Additional beverages in Chadian cuisine include:
- Fruit juices
- Gala is a beer brewed in Chad
- Jus de fruit is a traditional beverage prepared with mango, milk, sugar and cardamom powder.
- Milk
- Soft drinks

== International representation ==
Chadian cuisine has made its way into the international culinary scene. The globalization of food, travel, and the Chadian diaspora have all contributed to the spread of Chadian cuisine outside of Chad. In cities with significant African communities, such as Paris, London, and New York, Chadian dishes can sometimes be found in African restaurants or at cultural events.

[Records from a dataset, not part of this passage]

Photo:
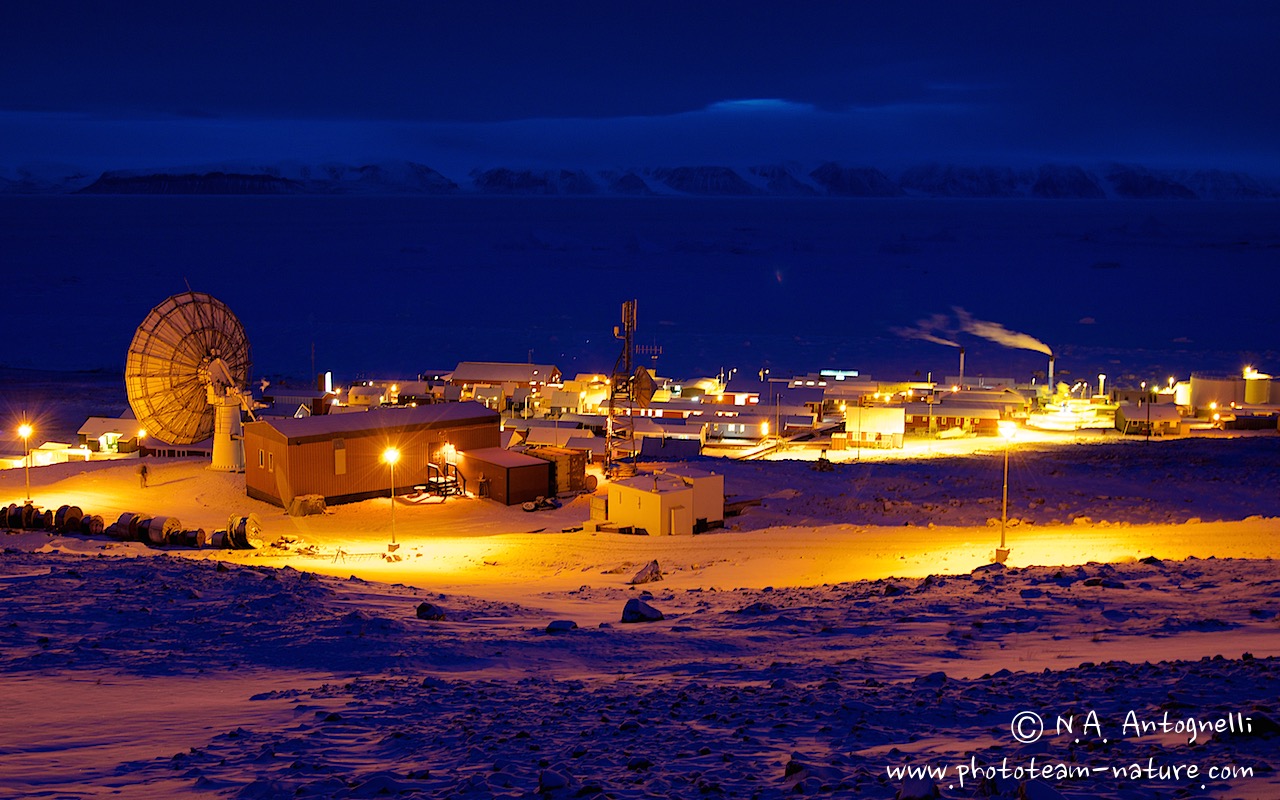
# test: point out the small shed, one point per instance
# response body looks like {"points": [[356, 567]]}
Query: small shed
{"points": [[708, 489], [876, 425], [342, 456], [657, 504], [506, 476], [568, 467], [1153, 419]]}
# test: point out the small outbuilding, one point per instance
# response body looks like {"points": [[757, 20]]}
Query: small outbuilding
{"points": [[677, 502], [656, 504], [343, 457], [1148, 419], [506, 476]]}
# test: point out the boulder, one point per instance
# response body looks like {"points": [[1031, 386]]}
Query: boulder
{"points": [[430, 611], [639, 611], [648, 574], [306, 506]]}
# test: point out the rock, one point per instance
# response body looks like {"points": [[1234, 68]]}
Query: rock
{"points": [[430, 611], [549, 781], [933, 679], [1106, 583], [649, 574], [639, 611], [306, 506]]}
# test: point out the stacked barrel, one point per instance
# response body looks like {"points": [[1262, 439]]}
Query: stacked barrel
{"points": [[131, 526]]}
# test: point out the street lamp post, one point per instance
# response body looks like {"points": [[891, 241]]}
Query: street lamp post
{"points": [[1146, 398], [1006, 430], [391, 456], [24, 430]]}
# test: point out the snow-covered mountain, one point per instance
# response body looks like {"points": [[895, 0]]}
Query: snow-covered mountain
{"points": [[782, 179]]}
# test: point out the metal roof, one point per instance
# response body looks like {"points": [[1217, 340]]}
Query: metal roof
{"points": [[499, 457], [494, 371], [380, 420]]}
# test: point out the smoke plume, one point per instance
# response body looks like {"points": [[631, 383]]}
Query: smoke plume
{"points": [[1000, 334], [935, 329]]}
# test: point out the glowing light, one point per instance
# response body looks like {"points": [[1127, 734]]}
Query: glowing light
{"points": [[24, 430]]}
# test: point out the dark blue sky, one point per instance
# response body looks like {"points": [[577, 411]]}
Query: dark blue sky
{"points": [[154, 83]]}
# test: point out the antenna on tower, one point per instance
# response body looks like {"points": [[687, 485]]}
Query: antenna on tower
{"points": [[620, 429]]}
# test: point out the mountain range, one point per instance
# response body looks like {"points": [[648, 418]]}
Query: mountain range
{"points": [[827, 179]]}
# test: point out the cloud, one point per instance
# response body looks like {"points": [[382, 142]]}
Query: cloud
{"points": [[768, 105]]}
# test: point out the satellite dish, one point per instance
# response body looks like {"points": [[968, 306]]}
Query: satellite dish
{"points": [[643, 387], [184, 373]]}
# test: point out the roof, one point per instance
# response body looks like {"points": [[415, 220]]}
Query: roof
{"points": [[380, 420], [494, 371], [593, 444], [96, 426], [656, 483], [499, 457], [978, 411], [1159, 412]]}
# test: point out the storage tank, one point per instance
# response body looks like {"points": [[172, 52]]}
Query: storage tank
{"points": [[1215, 392], [1257, 387], [1257, 391]]}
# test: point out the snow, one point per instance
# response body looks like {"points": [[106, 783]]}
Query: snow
{"points": [[845, 625]]}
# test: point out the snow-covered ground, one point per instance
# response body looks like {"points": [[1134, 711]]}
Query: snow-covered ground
{"points": [[841, 629]]}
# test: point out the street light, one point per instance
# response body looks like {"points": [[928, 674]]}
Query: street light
{"points": [[24, 430], [1006, 432], [391, 456], [1147, 400]]}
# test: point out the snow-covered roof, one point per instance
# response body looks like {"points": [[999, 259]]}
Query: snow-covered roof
{"points": [[376, 420], [977, 411], [659, 484], [496, 371], [501, 457], [1156, 412], [97, 426]]}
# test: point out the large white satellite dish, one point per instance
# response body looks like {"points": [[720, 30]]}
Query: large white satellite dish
{"points": [[184, 375]]}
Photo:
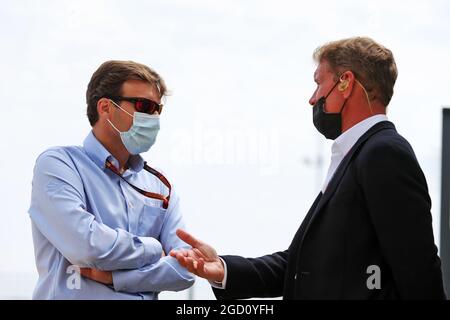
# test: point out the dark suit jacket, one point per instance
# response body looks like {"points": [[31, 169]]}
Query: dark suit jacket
{"points": [[375, 211]]}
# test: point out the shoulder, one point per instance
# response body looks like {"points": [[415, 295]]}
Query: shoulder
{"points": [[385, 145], [55, 156]]}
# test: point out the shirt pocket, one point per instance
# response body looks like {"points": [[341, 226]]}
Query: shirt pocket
{"points": [[151, 221]]}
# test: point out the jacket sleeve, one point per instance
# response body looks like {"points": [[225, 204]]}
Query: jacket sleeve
{"points": [[261, 277], [396, 194]]}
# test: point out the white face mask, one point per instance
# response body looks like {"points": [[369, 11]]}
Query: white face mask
{"points": [[142, 134]]}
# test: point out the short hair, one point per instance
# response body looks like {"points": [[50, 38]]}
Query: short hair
{"points": [[372, 64], [108, 79]]}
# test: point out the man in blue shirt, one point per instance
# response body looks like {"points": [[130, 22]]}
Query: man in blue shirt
{"points": [[102, 219]]}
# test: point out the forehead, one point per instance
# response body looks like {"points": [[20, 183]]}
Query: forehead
{"points": [[140, 89]]}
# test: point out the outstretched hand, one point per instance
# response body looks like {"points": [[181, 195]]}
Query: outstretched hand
{"points": [[202, 260]]}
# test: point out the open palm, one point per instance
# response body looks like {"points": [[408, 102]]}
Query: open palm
{"points": [[201, 260]]}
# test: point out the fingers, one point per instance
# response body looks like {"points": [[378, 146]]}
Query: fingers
{"points": [[86, 272], [188, 238], [198, 253]]}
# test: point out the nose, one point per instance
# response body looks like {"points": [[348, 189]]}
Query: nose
{"points": [[312, 100]]}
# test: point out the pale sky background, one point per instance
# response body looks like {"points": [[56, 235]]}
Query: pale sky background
{"points": [[237, 138]]}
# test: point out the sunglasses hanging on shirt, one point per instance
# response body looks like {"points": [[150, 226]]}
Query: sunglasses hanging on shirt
{"points": [[148, 194]]}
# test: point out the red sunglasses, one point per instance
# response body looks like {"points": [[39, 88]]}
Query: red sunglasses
{"points": [[140, 104]]}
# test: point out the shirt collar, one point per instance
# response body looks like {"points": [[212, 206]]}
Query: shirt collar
{"points": [[347, 140], [98, 153]]}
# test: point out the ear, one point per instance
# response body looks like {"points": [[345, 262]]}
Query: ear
{"points": [[346, 82], [103, 107]]}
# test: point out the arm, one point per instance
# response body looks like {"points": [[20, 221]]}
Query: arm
{"points": [[166, 273], [246, 277], [399, 206], [58, 209]]}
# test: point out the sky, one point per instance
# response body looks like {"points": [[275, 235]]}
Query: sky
{"points": [[237, 139]]}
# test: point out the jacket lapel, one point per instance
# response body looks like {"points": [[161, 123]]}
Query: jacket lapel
{"points": [[340, 171]]}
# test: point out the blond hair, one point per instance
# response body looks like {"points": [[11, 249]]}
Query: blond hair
{"points": [[371, 63], [108, 79]]}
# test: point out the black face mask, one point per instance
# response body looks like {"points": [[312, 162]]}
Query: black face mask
{"points": [[328, 124]]}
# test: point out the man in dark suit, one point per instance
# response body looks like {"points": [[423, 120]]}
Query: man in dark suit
{"points": [[368, 234]]}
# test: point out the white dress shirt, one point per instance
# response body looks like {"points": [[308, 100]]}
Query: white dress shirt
{"points": [[339, 149], [342, 145]]}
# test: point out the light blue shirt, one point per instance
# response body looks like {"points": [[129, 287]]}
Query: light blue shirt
{"points": [[83, 214]]}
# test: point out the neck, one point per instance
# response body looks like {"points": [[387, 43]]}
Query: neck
{"points": [[109, 140], [354, 115]]}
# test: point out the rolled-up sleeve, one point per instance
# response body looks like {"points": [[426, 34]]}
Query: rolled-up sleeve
{"points": [[166, 274], [58, 209]]}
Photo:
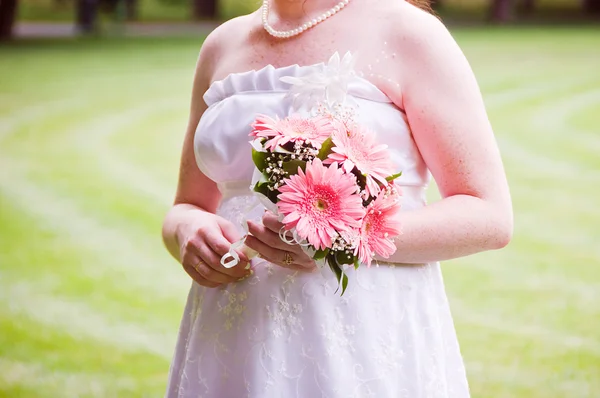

Some popular Chadian dishes that have gained recognition abroad include:

- Daraba: A vegetarian stew made from okra, tomatoes, and peanut butter, often served with rice or a type of porridge called "boule."
- Dried fish: A common ingredient in Chadian cuisine, dried fish is often used to add flavor to various stews and soups.
- Grilled meats: Grilled meats, such as goat or chicken, are a popular food in Chad, and can be found at roadside stalls and restaurants.
- Boule: A thick porridge made from grains like millet, sorghum, or maize, often served with a sauce or stew.
- La Bouillie: A sweet porridge made from rice or millet flour, sugar, and water, often flavored with ingredients like peanuts, coconut, or tamarind.